Cinema: A inquietude de Gus van Sant

Enoch é um miúdo com o estranho hábito de assistir a enterros de desconhecidos. Num deles conhece Annabel, que se apresenta como voluntária de um serviço hospitalar de crianças com cancro.

É outono, ambos se aproximam e o que, afinal, Annie e Enoch são, verdadeiramente, é duas espécies de viajantes com bilhete respetivamente, de ida e de volta em relação à morte: Annie sofre de cancro terminal e Enoch passou pela perda súbita dos pais e um processo de coma que crê ter incluído uma experiência de quase morte. É nestas duas viagens de sentido inverso que as linhas de ambos se cruzam e os carris se unem para juntos questionarem, viverem e aprenderem sobre a vida e a morte, o apego e o desapego das coisas terrenas, o significado e a significância do que pode estar para além delas, a possibilidade, ou não, da transcendência e do renascimento.  E sempre, sempre, através da relação de amor que entre ambos cresce.

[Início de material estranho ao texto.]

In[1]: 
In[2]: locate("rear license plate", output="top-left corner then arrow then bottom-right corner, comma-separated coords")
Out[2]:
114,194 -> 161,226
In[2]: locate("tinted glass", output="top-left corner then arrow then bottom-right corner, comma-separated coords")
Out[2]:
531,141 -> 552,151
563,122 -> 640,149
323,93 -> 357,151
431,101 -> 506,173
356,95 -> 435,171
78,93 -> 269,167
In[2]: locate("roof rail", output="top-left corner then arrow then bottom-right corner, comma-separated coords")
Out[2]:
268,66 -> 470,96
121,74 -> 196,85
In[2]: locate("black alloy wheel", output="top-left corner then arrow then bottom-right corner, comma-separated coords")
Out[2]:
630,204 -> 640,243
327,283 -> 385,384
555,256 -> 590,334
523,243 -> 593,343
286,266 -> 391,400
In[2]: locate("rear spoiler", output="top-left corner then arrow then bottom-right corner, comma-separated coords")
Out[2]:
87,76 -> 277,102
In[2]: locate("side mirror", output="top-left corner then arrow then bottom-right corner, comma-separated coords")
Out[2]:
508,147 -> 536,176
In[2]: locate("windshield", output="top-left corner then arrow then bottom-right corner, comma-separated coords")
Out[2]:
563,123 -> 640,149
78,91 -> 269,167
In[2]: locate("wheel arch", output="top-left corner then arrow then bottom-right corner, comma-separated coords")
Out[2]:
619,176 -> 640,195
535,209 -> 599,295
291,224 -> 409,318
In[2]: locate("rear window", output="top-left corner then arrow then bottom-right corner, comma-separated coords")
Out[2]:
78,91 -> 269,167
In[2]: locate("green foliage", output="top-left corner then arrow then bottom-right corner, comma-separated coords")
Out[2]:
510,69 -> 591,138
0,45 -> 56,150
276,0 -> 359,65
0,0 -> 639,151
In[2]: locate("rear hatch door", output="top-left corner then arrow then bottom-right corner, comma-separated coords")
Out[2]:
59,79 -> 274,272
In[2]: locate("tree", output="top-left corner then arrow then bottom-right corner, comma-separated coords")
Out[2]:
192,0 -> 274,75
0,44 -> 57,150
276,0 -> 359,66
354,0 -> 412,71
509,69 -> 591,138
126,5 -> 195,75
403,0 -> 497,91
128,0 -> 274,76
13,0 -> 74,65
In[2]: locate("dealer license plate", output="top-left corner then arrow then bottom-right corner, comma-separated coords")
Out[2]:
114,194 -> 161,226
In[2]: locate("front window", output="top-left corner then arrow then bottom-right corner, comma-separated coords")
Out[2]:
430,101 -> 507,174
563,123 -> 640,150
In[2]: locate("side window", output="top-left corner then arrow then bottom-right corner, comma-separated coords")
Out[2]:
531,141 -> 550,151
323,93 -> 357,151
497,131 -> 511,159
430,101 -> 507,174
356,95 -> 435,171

Inevitavelmente, em “Inquietos” cada um fará o seu próprio luto, passando um a desprender-se da vida que tanto ama e o outro a amar a vida que tanto desprezava.

Gus van Sant, o inquieto realizador que nos desacomoda com temas de exploração raramente consensual, aqui está de novo com um conto de passagem cuidadosamente embrulhado num tranquilo enredo “naïv”, numa bela  história de amor eterno jurado entre miúdos. A história, o ambiente, evocam o melhor estilo dos anos sessenta/setenta, com a sua mensagem fortemente impressa no poder do amor, sendo especificamente dessa época praticamente toda a simpática banda sonora do filme.

Normalmente hábil na gestão da sensibilidade das suas personagens ora em contra ora em justaposição a um ambiente de uma frialdade ou hostilidade circundantes, van Sant consegue que ultrapassemos um receio inicial de se tenha esquecido da sua própria juventude, do calor, da força e da densidade necessárias a apaixonarmo-nos por estas duas personagens, para nos fazer compreender que esse distanciamento inicial e progressivamente vencido, é, afinal, parte da sua história… mas com o público.